HBase (Wide Column Store)

HBase commands

HBase supports four kinds of low-level queries: get, put, scan and delete. Unlike a traditional key-value store, HBase also supports querying ranges of row IDs and ranges of timestamps.

put '<name_space:table_name>', '<row_key>' '<cf:column_name>', '<value>'

Table name and column family (cf) must be known in advance.

HFile

A flat list of KeyValues, one per cell in the table. The KeyValues are sorted (first by row ID, then by column family, then by column qualifier, then by version (recent to old)).

This means all versions of a give cell that are in the same HFile are located together.

The KeyValues within an HFile are organized in blocks called HBlocks. They have a size of 64kB but if the last KeyValue is larger than 64kB, then the block will be larger.

The HFile also contains an index of all blocks with their key boundaries. The index is loaded in memory prior to reading anything from the HFile and is kept in memory to speed up reads.
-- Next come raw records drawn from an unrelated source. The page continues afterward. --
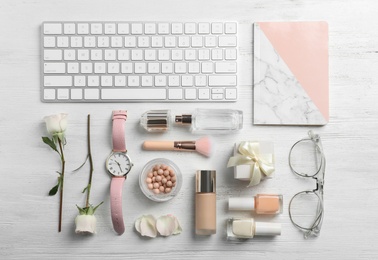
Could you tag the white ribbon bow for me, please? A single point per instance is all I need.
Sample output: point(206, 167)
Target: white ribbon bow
point(249, 153)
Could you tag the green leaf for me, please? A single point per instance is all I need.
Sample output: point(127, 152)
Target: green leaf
point(54, 190)
point(50, 143)
point(86, 188)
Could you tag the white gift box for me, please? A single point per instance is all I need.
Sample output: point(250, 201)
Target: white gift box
point(243, 172)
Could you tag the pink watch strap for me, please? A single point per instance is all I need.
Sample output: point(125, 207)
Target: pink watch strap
point(116, 186)
point(119, 118)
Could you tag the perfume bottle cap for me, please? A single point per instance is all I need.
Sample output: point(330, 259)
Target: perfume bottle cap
point(156, 120)
point(183, 119)
point(241, 204)
point(205, 181)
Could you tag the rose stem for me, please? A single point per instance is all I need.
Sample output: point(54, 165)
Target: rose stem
point(90, 161)
point(61, 185)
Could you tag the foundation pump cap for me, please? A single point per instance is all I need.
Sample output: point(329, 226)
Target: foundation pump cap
point(156, 120)
point(241, 203)
point(205, 181)
point(183, 119)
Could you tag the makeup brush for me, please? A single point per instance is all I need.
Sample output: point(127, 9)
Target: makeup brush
point(202, 146)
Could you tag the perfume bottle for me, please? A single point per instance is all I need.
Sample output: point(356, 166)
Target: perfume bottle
point(156, 120)
point(262, 204)
point(205, 203)
point(216, 121)
point(242, 229)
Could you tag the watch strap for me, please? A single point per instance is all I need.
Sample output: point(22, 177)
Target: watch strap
point(119, 118)
point(116, 187)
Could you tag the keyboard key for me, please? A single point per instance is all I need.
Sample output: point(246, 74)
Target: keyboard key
point(91, 94)
point(190, 94)
point(93, 81)
point(82, 28)
point(133, 94)
point(62, 41)
point(63, 93)
point(52, 28)
point(231, 93)
point(190, 28)
point(222, 80)
point(123, 28)
point(79, 81)
point(217, 28)
point(175, 94)
point(96, 28)
point(136, 28)
point(203, 28)
point(69, 28)
point(225, 67)
point(110, 28)
point(230, 28)
point(227, 41)
point(52, 55)
point(204, 94)
point(177, 28)
point(150, 28)
point(76, 94)
point(230, 54)
point(49, 94)
point(163, 28)
point(57, 81)
point(49, 41)
point(55, 68)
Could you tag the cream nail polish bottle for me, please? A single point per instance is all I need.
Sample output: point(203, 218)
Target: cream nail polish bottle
point(205, 208)
point(261, 204)
point(242, 229)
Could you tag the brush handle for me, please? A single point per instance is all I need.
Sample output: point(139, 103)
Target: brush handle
point(159, 145)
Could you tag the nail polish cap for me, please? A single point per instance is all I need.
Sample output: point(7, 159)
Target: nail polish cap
point(241, 203)
point(205, 181)
point(156, 120)
point(267, 229)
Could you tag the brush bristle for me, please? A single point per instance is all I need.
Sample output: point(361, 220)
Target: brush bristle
point(203, 146)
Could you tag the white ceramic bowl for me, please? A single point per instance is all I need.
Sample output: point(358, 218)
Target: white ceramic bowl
point(149, 192)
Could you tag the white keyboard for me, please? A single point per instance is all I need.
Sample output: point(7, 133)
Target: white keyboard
point(139, 62)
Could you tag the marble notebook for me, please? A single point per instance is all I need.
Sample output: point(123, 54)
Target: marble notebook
point(291, 73)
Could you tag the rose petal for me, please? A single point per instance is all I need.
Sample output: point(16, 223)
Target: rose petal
point(85, 224)
point(147, 226)
point(165, 225)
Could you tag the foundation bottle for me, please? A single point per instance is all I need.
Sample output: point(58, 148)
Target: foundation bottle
point(205, 203)
point(262, 204)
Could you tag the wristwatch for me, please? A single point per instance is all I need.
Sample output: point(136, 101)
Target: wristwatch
point(118, 164)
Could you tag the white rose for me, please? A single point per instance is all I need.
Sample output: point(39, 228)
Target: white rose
point(56, 125)
point(85, 224)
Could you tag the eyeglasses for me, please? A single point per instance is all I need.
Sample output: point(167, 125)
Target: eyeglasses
point(306, 208)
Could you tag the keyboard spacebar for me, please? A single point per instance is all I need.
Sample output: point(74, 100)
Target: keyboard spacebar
point(134, 94)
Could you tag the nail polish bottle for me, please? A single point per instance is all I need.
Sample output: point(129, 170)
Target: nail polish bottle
point(205, 200)
point(262, 204)
point(216, 121)
point(242, 229)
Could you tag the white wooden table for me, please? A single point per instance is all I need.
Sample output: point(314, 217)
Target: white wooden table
point(29, 218)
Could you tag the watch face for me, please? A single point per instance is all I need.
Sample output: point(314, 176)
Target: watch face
point(118, 164)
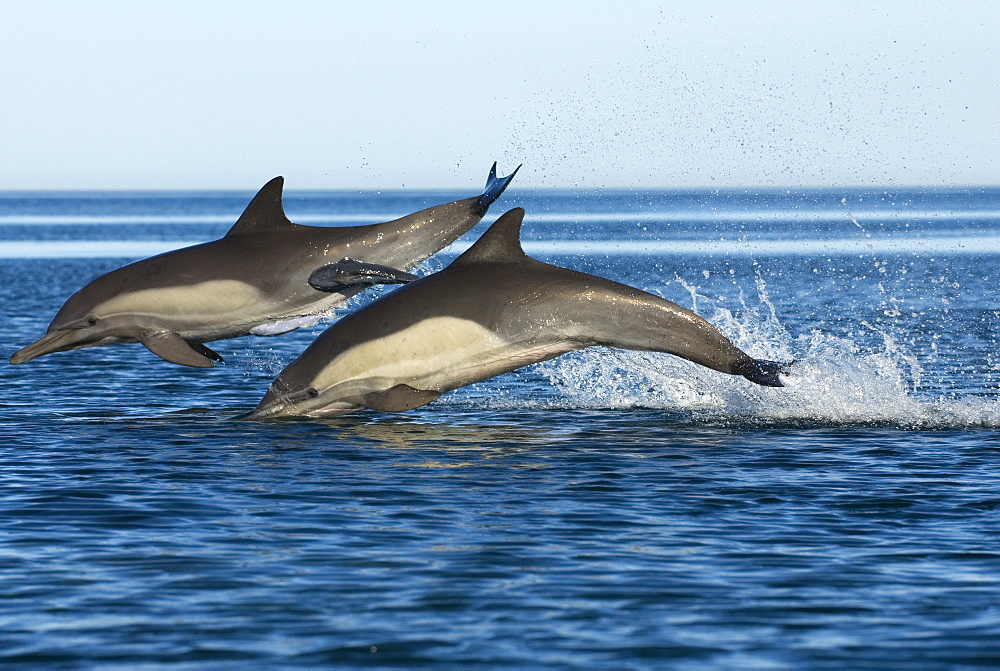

Log-structured merge trees

HBase first store cells in memory (MemStore) as long as there is enough memory available. Once the memory is full, the MemStore is flushed to disk as an HFile. Upon flushing, all cells are written sequentially to a new HFile in ascending key order, HBlock by HBlock, concurrently building the index structure.

After many flushes, the number of HFiles to read from grows and becomes impracticable. For this reason, there is an additional process called compaction that takes several HFiles And outputs a single, merged HFile. Since the cells within each HFile are already sorted, this can be done in linear time, as this is essentially the merge part of the merge-sort algorithm.

The merge happens like the game 2048!!